Daniel Defense may still benefit from Tuesday’s horror. The company reported that the 2012 slaughter of 20 kids and six adults at Sandy Hook elementary school in Connecticut boosted sales to folks fearing an assault weapons ban.

The now $100-million-a-year company was founded by 59-year-old Marty Daniel of Georgia. He started out making garage doors after flunking out of Georgia Southern University twice before finally graduating. A company history on its website suggests he might not have gone into guns if he had been a better golfer.

“Daniel Defense got its start because Marty’s golf game sucked. He would spend most of his free time unwinding on the golf course, until the day a friend invited him to shoot his AR,” the story says. “Every shot he fired filled him with a satisfaction he’d never before experienced. Marty would purchase his first AR this same year.” Editor: This dude got off shooting a rifle more than he got off with an orgasm. What a fucking weirdo.

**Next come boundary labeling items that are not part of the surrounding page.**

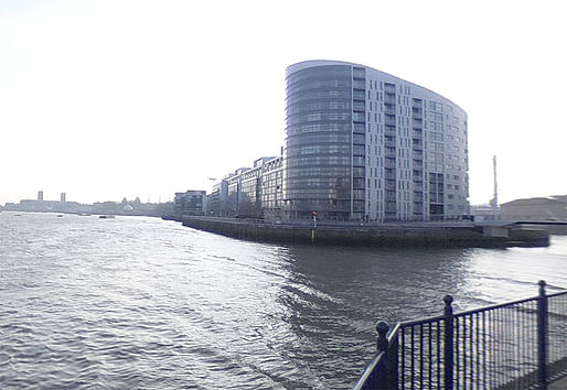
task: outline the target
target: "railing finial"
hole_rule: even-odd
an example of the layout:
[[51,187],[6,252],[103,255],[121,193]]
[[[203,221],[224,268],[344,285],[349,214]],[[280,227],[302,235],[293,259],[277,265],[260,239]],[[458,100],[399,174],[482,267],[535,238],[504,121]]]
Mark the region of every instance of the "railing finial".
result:
[[378,332],[378,342],[377,342],[377,349],[378,353],[386,350],[388,346],[388,338],[386,335],[388,334],[389,325],[385,321],[378,321],[376,324],[376,332]]
[[445,306],[451,306],[452,303],[452,296],[451,295],[445,295],[443,296]]
[[537,284],[539,284],[539,296],[545,296],[545,286],[547,285],[545,280],[541,280]]

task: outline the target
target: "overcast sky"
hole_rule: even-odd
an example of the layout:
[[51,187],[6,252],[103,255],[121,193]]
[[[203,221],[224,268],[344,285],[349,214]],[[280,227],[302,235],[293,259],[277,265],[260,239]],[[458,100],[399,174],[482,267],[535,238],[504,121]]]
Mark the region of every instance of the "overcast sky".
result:
[[0,204],[170,199],[285,138],[285,71],[339,59],[469,116],[470,201],[567,193],[561,1],[0,0]]

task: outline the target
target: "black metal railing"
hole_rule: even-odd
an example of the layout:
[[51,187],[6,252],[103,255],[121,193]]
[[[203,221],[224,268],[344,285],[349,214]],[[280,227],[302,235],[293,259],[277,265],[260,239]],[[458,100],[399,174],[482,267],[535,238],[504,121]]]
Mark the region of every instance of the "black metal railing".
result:
[[376,326],[377,355],[355,389],[546,389],[567,375],[567,291]]

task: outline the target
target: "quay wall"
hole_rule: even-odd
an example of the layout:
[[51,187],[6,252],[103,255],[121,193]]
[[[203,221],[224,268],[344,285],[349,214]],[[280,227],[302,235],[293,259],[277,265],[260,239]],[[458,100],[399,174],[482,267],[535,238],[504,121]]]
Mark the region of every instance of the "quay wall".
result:
[[218,235],[254,241],[378,247],[509,247],[548,246],[544,230],[506,229],[493,235],[480,226],[466,223],[320,225],[272,224],[261,220],[237,220],[182,216],[169,218],[184,226]]

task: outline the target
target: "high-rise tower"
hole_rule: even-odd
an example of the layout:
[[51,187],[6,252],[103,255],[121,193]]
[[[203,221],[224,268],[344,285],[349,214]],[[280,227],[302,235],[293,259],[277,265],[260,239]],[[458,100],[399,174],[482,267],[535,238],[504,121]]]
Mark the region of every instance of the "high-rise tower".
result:
[[467,113],[357,64],[287,69],[284,203],[289,218],[431,220],[469,212]]

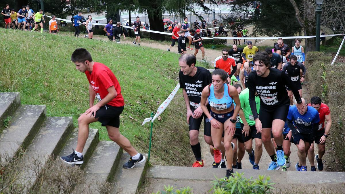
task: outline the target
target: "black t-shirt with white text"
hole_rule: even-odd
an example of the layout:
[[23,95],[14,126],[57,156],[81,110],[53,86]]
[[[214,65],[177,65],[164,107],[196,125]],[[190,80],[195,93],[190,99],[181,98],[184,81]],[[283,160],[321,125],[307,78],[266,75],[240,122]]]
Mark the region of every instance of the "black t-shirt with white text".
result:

That was in 1999. He manufactured his first gun a decade later. It was the DDM4 V1. The M4 indicates a kinship to the military M4 that Colt produced for the U.S. armed forces. Daniel joined Bushmaster and Smith & Wesson and other companies in selling variations on a weapon of war to civilians.

“FREEDOM. PASSION. PRECISION,” his trademarked advertising mantra read.

He was soon doing well enough to film a commercial he hoped to air during the 2014 Super Bowl. It featured a fictional former Marine at home with his wife, gazing down at their baby.

“My family’s safety is my highest priority,” a narrator says. “I am responsible for their protection and no one has the right to tell me how to defend them. So I’ve chosen the most effective tool for the job… Daniel Defense.”

The Daily Beast

What a bunch of sick bastards.


FUCK GREG ABBOTT

Amid a spate of mass shootings in recent years, Texas Gov. Greg Abbott (R) responded by focusing on promoting mental health services and convening a task force that produced a 40-point plan centered on “hardening” school campuses and identifying threats.

But in the wake of the worst school attack in state history, Abbott is facing mounting criticism that his administration’s response has been inadequate and failed to deal with the most urgent problem: easy access to guns, including powerful assault rifles.

The massacre at Robb Elementary School in Uvalde on Tuesday that left 19 students and two teachers dead was the fourth mass shooting in Texas with 10 or more fatalities since 2017. Yet as Abbott sought to reassure the public Wednesday that his administration is doing all it can to respond to the crisis, he sought to deflect blame for not doing enough to keep students safe.

WaPo (gift article)

Do me a favor: Read the whole article. It's worth your time & effort. We have a sick populace, half of whom believe in God & Guns.


Hug your children & loved ones today and every day; you never know whether it will be your last time.